Huh? The AH review for
$9700 RBH 8300 showed electrolytic caps and iron core inductors. "Oh but it's a 100hz crossover and an air core would be huge to have decently low DCR"
is the excuse, for an almost $10,000 speaker.
Sorry, I'm not buying it. I'm not criticising it either, though, before anyone gets all defensive.
Maybe there... isn't? Maybe those differences are
A) Something that doesn't show up in typical listening SPLS
B) Something isn't audible has more to do with longetivity
C) Something people only think they hear when they know what they're listening to.

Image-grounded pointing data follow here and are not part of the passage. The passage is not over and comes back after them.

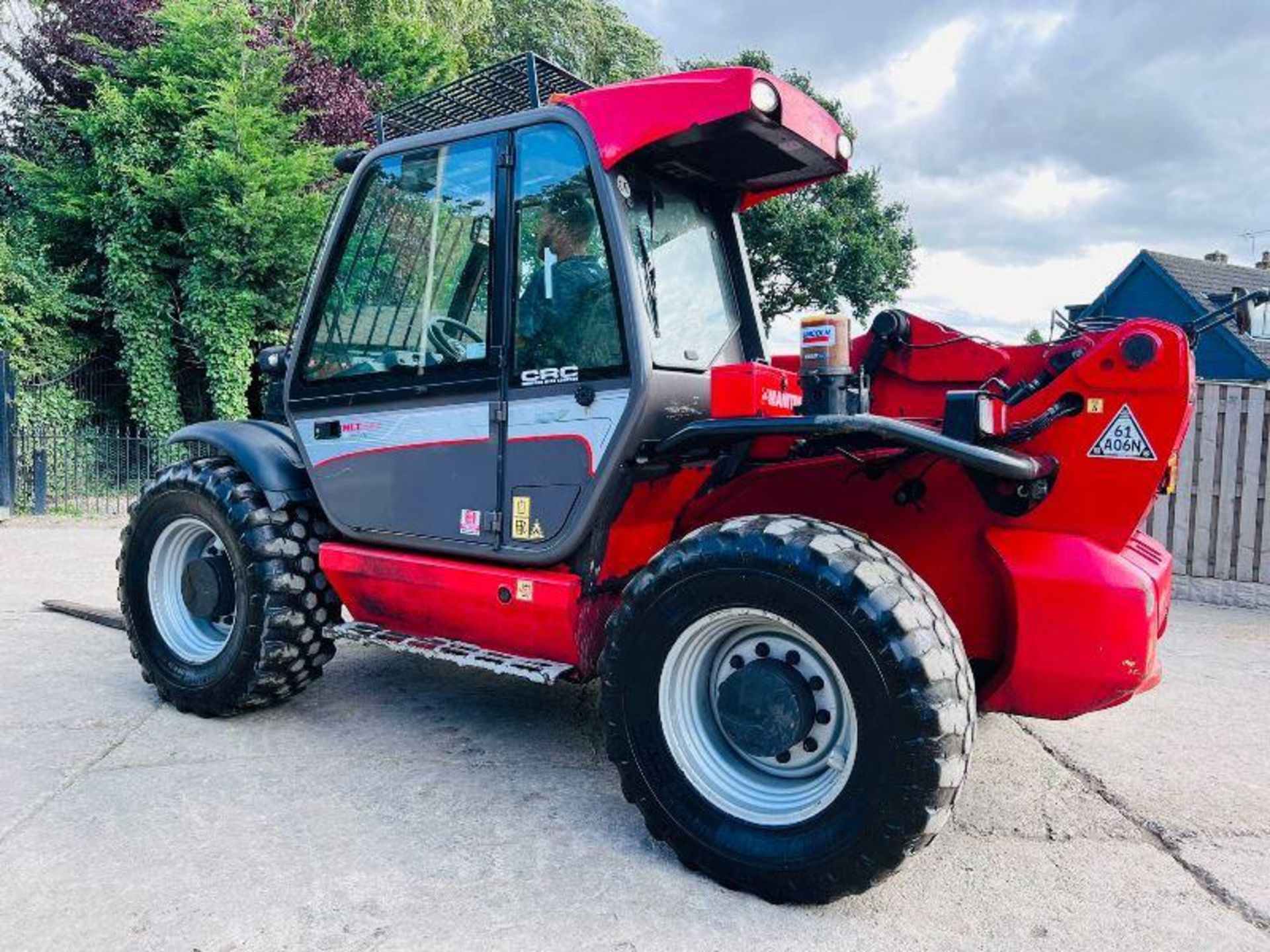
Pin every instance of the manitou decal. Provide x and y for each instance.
(1123, 440)
(779, 399)
(820, 335)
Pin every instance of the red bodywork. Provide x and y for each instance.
(1064, 606)
(698, 110)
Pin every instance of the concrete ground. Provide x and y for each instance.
(402, 805)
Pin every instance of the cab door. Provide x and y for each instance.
(397, 390)
(570, 377)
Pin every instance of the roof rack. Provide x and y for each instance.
(523, 83)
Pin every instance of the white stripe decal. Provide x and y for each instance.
(396, 429)
(531, 418)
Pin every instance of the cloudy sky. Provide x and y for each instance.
(1038, 146)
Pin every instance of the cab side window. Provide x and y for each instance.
(411, 291)
(567, 324)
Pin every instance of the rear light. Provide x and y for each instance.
(1140, 349)
(763, 97)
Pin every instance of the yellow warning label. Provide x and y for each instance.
(523, 527)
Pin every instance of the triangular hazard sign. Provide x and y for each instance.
(1123, 440)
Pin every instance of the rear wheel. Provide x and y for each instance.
(222, 594)
(788, 705)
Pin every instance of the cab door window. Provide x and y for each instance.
(567, 324)
(411, 291)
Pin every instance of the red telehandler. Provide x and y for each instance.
(527, 422)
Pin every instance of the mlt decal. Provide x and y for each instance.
(1123, 440)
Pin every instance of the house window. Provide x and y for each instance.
(1261, 321)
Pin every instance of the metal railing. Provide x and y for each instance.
(84, 471)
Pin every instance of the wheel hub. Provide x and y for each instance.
(207, 587)
(757, 715)
(766, 707)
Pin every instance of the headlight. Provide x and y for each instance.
(763, 97)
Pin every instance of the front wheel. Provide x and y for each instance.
(789, 706)
(222, 594)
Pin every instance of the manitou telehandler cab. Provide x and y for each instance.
(529, 424)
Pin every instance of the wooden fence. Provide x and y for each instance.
(1217, 524)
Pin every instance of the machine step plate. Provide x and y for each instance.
(458, 651)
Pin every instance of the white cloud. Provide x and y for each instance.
(1002, 300)
(1049, 190)
(916, 81)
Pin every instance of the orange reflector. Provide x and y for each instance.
(1169, 484)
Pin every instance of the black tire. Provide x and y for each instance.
(898, 651)
(282, 601)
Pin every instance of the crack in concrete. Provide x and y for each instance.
(75, 775)
(1155, 834)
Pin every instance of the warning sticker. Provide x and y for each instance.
(521, 517)
(1123, 440)
(524, 526)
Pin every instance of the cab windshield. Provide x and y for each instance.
(685, 281)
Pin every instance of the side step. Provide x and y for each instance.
(460, 653)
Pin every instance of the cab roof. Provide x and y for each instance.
(701, 127)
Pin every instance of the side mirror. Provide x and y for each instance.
(349, 159)
(273, 362)
(1242, 313)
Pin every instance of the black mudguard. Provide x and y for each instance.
(266, 451)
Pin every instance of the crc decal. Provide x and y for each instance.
(549, 375)
(1123, 440)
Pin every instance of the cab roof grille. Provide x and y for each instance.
(523, 83)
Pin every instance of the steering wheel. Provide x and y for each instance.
(446, 334)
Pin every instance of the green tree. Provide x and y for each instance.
(200, 202)
(404, 46)
(592, 38)
(837, 243)
(41, 315)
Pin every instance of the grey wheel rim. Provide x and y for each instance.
(760, 790)
(193, 640)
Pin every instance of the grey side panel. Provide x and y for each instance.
(418, 491)
(266, 451)
(411, 471)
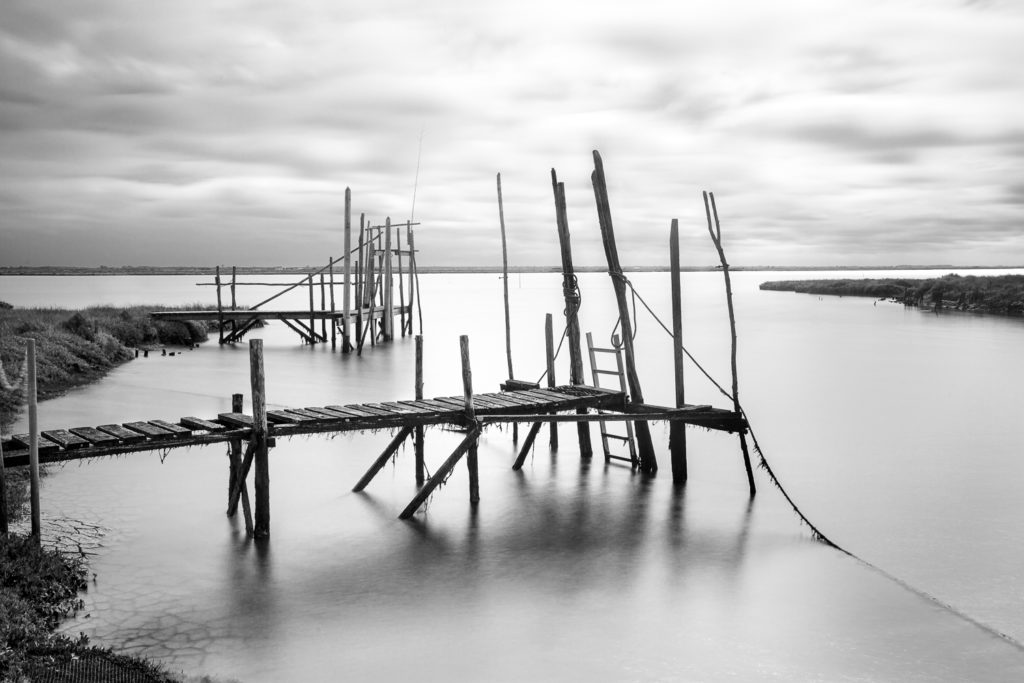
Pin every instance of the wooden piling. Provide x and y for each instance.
(716, 237)
(467, 387)
(645, 446)
(346, 290)
(33, 400)
(677, 430)
(419, 433)
(549, 348)
(260, 456)
(570, 291)
(220, 307)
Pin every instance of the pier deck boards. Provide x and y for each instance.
(495, 408)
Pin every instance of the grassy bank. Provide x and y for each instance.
(1000, 295)
(38, 586)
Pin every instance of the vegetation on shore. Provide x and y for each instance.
(1000, 295)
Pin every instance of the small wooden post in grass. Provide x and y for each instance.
(262, 484)
(677, 430)
(235, 473)
(220, 306)
(549, 347)
(467, 387)
(33, 400)
(346, 290)
(648, 462)
(418, 435)
(570, 292)
(716, 237)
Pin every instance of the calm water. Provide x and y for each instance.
(892, 428)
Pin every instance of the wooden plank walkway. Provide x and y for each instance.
(502, 407)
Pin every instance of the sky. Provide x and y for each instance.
(202, 132)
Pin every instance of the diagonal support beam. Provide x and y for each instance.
(441, 472)
(384, 457)
(526, 445)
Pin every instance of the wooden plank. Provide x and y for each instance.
(65, 438)
(45, 446)
(122, 434)
(151, 431)
(235, 419)
(93, 435)
(197, 423)
(177, 430)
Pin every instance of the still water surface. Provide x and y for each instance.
(894, 429)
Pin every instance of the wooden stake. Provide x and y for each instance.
(346, 293)
(648, 462)
(391, 449)
(33, 400)
(569, 290)
(549, 346)
(716, 237)
(418, 437)
(505, 279)
(677, 430)
(262, 483)
(467, 387)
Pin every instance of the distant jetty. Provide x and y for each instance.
(999, 295)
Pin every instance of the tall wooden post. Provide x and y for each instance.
(716, 237)
(220, 306)
(549, 352)
(261, 459)
(467, 387)
(677, 430)
(505, 279)
(33, 399)
(570, 291)
(645, 446)
(388, 326)
(418, 434)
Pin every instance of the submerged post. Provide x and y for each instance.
(570, 290)
(262, 484)
(648, 462)
(34, 442)
(346, 290)
(467, 387)
(716, 237)
(418, 434)
(677, 430)
(549, 348)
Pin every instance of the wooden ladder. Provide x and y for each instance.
(620, 372)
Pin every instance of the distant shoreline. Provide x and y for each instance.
(47, 270)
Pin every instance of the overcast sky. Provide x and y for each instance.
(201, 132)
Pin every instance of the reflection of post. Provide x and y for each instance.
(261, 460)
(34, 442)
(418, 435)
(571, 292)
(549, 347)
(677, 430)
(648, 462)
(467, 387)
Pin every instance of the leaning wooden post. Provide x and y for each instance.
(220, 307)
(467, 387)
(346, 290)
(570, 290)
(418, 435)
(645, 446)
(549, 347)
(716, 237)
(388, 323)
(261, 460)
(33, 400)
(677, 430)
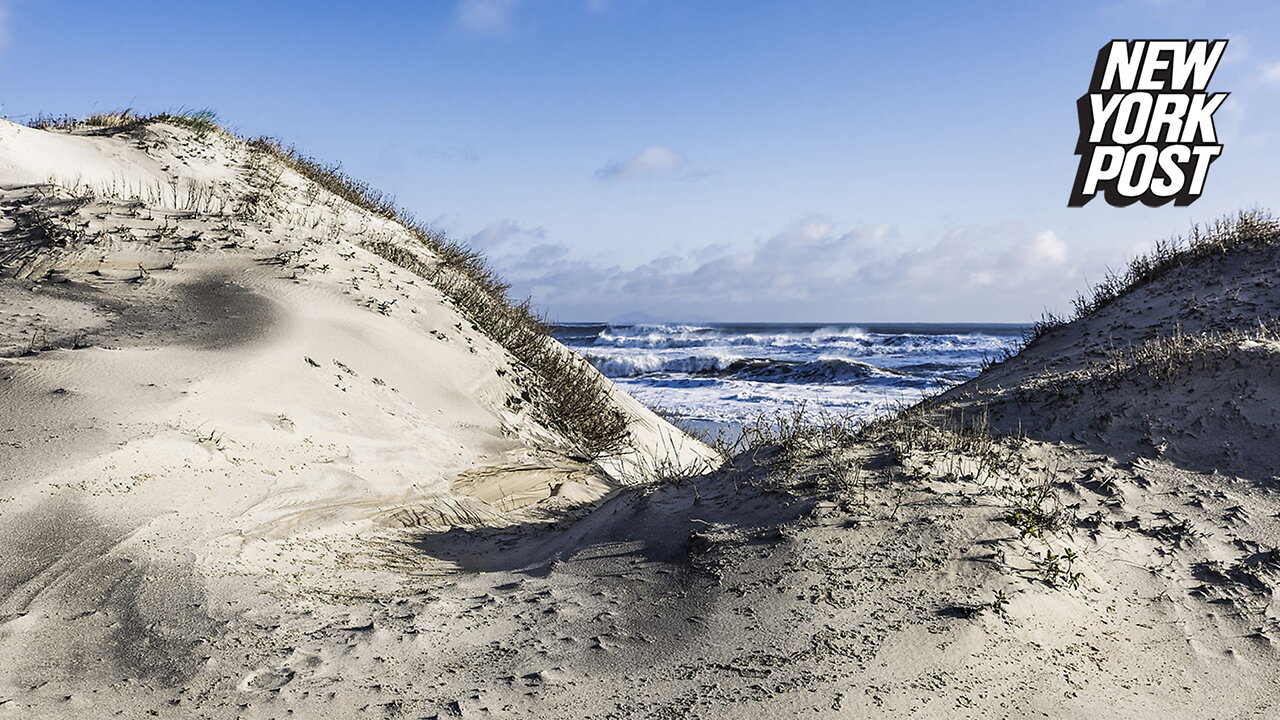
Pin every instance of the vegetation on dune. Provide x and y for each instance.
(1248, 228)
(570, 395)
(576, 400)
(202, 121)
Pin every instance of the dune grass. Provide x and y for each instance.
(575, 399)
(1220, 237)
(201, 121)
(571, 395)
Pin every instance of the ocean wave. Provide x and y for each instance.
(822, 370)
(849, 340)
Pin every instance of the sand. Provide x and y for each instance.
(250, 469)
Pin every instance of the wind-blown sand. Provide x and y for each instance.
(251, 469)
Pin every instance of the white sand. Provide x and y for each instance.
(242, 487)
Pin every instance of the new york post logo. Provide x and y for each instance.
(1147, 123)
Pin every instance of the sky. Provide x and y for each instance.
(727, 160)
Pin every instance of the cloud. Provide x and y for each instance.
(809, 270)
(1046, 249)
(649, 162)
(487, 17)
(503, 233)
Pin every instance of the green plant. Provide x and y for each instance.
(1059, 570)
(1000, 602)
(1036, 511)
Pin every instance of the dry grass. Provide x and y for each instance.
(1248, 228)
(1166, 358)
(572, 396)
(202, 121)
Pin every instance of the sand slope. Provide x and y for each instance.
(252, 470)
(211, 408)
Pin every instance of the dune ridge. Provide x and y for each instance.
(251, 468)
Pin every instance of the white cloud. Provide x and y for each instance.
(1046, 249)
(649, 162)
(487, 17)
(808, 270)
(503, 233)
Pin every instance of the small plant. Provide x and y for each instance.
(1000, 602)
(1059, 570)
(1037, 511)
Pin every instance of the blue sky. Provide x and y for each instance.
(725, 160)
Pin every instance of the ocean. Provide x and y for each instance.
(722, 374)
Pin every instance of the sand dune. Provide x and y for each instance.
(254, 469)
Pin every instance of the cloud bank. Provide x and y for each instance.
(487, 17)
(809, 270)
(656, 160)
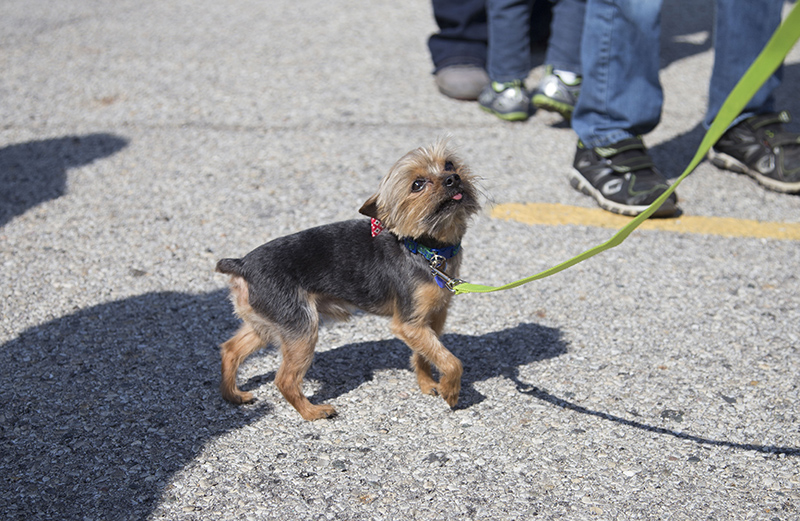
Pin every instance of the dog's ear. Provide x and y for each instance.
(370, 208)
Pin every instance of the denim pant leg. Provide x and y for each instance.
(462, 35)
(509, 55)
(742, 29)
(621, 95)
(566, 31)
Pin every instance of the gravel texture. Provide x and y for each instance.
(142, 141)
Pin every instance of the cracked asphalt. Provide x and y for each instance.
(142, 141)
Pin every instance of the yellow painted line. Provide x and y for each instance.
(559, 215)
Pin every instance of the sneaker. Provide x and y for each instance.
(556, 95)
(622, 178)
(464, 82)
(760, 148)
(508, 101)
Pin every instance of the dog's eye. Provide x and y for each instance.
(418, 185)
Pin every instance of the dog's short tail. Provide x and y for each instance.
(230, 266)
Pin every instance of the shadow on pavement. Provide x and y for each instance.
(34, 172)
(345, 368)
(100, 408)
(543, 395)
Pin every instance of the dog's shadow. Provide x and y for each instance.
(36, 171)
(500, 353)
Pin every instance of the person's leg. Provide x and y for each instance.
(458, 50)
(621, 95)
(756, 144)
(620, 99)
(462, 36)
(566, 31)
(559, 88)
(509, 56)
(742, 29)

D) One that might be audible, with significantly superior drivers, in a significantly more expensive loudspeaker altogether
Is there? One you can identify with a blindfold on? The difference between an electrolytic cap and a poly cap can be heard instantly "clearly"?
So costing more is now
directly correlated to sounding better? I'm not saying that high end speakers shouldn't have high end parts, but that doesn't mean those parts are audibly superior. Gene himself admitted he couldn't hear the difference between air cores and iron cores when subjected to the comparision, by axiom. Yet you say "there is clearly a sonic difference".
Clearly a sonic difference, implies "clearly a sonic difference".
Not "maybe a sonic difference" or "there is merit to it for normally inaudible reasons" or "They have to show people influenced by bias that they use better parts like Mundorf caps (B&W)".